First, I will examine the statutory scheme and Section 846's place in that scheme, to show that throughout the statute, special parole maybe imposed only when it is separately authorized from imprisonment and fine.

Second, I will look at the legislative history to elucidate Congress's intent that a specification of imprisonment of fine in a statutory section cannot alone authorize the inclusion of special parole.

Third, I will discuss the Government's analysis of Congress's intent and show that that position cannot be sustained.

And finally, I will consider the appropriate disposition of this case under the doctrine of lenity.

William H. Rehnquist:

Mr. Barrett I think it's -- in your legislative history discussion you will also take up the time sequence at which the statute was drafted and the time at which special parole was introduced as a concept under the statute.

Steven Lloyd Barrett:

Yes I will Mr.
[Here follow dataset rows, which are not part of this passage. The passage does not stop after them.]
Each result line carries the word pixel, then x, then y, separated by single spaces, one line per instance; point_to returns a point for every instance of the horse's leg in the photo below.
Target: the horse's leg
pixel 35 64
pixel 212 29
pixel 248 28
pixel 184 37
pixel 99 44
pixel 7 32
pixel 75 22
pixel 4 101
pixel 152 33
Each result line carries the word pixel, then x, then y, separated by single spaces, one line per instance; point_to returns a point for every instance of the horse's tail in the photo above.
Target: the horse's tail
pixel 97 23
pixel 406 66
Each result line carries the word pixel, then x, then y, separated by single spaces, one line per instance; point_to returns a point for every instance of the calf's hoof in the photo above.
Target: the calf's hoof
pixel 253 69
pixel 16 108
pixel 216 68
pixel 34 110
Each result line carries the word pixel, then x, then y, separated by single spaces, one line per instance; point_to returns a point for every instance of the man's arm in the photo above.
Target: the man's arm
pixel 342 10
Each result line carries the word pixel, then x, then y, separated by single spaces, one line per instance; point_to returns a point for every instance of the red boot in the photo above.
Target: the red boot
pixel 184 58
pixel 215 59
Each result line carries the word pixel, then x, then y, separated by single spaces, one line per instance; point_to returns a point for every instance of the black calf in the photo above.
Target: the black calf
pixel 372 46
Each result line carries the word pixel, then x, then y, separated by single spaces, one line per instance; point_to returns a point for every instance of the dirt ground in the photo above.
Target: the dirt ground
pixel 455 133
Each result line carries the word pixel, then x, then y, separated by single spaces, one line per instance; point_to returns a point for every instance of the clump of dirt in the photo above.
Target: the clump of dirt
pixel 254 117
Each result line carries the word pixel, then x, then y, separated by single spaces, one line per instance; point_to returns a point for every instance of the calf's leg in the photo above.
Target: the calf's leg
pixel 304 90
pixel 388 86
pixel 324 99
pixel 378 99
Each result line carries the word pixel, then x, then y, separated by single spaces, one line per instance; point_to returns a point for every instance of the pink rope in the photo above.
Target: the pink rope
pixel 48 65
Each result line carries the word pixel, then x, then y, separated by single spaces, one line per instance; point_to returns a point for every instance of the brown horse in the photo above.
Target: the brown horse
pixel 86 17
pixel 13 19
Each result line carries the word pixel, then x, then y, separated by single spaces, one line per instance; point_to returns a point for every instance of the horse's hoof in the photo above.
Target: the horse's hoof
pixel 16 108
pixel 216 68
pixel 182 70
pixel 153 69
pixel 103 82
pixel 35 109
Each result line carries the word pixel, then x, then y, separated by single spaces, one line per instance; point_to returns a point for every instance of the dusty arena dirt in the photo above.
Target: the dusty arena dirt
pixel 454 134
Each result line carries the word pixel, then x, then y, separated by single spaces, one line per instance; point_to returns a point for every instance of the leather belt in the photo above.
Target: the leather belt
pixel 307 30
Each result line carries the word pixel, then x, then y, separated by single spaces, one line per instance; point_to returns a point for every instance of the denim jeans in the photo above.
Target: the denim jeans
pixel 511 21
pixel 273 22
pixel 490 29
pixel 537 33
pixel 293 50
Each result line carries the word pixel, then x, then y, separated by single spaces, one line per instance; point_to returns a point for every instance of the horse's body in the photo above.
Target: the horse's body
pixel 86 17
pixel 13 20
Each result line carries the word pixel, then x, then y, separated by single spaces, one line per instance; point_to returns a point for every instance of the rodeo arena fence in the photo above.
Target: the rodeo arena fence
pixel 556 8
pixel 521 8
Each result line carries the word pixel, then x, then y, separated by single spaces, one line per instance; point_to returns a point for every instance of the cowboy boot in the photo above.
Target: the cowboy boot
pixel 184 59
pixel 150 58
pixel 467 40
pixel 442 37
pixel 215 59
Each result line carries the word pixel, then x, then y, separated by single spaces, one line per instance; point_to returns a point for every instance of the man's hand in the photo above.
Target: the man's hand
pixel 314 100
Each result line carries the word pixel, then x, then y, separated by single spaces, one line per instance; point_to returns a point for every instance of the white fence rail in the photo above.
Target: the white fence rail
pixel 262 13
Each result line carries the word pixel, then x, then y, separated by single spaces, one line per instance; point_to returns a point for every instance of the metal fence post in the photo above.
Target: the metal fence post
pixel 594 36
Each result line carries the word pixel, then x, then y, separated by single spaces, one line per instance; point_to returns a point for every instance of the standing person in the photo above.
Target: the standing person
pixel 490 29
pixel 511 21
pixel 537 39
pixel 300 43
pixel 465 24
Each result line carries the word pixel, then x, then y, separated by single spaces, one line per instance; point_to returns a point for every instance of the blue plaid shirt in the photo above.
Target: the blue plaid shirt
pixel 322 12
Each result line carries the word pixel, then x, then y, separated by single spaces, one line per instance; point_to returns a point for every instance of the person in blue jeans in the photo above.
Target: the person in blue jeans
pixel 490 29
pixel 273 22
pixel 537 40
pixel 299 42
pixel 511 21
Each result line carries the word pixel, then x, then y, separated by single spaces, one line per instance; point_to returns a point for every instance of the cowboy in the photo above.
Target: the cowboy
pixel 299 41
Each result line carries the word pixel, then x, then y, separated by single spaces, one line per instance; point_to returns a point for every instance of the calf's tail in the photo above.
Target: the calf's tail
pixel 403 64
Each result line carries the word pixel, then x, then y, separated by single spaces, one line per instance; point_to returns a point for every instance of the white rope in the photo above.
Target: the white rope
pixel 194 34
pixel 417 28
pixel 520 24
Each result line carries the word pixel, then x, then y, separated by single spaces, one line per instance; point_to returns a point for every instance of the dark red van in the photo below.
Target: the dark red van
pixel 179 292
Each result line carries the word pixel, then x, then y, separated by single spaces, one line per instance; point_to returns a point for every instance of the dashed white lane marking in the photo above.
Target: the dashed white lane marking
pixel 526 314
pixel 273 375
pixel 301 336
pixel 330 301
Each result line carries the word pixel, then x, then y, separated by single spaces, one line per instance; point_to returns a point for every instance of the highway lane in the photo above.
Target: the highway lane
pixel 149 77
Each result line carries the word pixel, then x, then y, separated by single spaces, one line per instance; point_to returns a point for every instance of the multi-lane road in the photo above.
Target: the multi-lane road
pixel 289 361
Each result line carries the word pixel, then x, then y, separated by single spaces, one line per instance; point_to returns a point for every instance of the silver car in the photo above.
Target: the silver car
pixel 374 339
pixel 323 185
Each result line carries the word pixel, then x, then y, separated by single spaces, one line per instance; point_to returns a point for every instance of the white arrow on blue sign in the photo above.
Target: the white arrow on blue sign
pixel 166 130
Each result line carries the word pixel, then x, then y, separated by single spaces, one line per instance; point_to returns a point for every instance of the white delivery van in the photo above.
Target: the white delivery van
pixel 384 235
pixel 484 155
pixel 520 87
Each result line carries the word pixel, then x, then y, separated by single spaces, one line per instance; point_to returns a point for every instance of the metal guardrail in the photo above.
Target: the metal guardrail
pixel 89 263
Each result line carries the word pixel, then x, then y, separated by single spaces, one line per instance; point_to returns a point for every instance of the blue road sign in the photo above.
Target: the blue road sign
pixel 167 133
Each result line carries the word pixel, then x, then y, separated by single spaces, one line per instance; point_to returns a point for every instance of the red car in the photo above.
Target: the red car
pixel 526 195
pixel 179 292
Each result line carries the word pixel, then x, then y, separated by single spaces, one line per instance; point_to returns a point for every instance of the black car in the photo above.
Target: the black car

Justice Rehnquist.

Turning first to the statutory scheme, special parole exists as a punishment quite distinct from the punishment of imprisonment.

It's provided as an additional and separate penalty to be served after full service of a prison term.

Now, special parole is subject to no maximum limit so that it can and often does exceed the prison term in length.

This is important because of the -- revocation -- revocation rule which is then upon revocation special parole a new and additional prison term is substituted in the amount of the entire special parole term without credit for time served.

Now, it's therefore a substantial penalty and Congress authorized its inclusion selectively by a separate provision in each statutory paragraph to finding a crime to which special parole would be applied.

Now, quite a number and indeed the majority of the drug crimes provide for imprisonment without specification or without mention of any special parole and significantly the crime of the continuing criminal enterprise which is the most serious trafficking offense in the Federal Drug Law does not specify a special parole term.

And similarly there is no specification of special parole in the offenses involving trafficking by persons who are registered under the drug law.

Generally the parole -- special parole authorizations occur in the distribution and possession offenses to find in Section 841, but even here there is selectivity.

Two of the six -- two of the six punishment sections in Section 841 do not provide for special parole.

Now, in practice, there is never been any question that a drug section which does not make any mention of special parole is not entitled to include as sentenced special parole with one exception, and that of course the Section 846 which is the issue that's presently before the Court.

From the standpoint to the statutory scheme, we -- we feel at this unique treatment quoted in Section 846 which some -- which some circuits at least have given Section 846 makes no sense like the other sections throughout the drug law which do not make -- mention of special parole and which special parole does not apply, Section 846 describes it's punishments in terms of imprisonment and fine exclusively.

Unlike these other section, Section 846 is a separate criminal section under which sentences are imposed.

The purported distinction for it's -- Section 846 which the Government offers to justify the inclusion of Section -- of special parole in Section 846 notwithstanding the absence of special parole authorization is that the conspiracy section refers to the statutory section of the object offense to set the limits of punishment applicable to the particular conspiracy.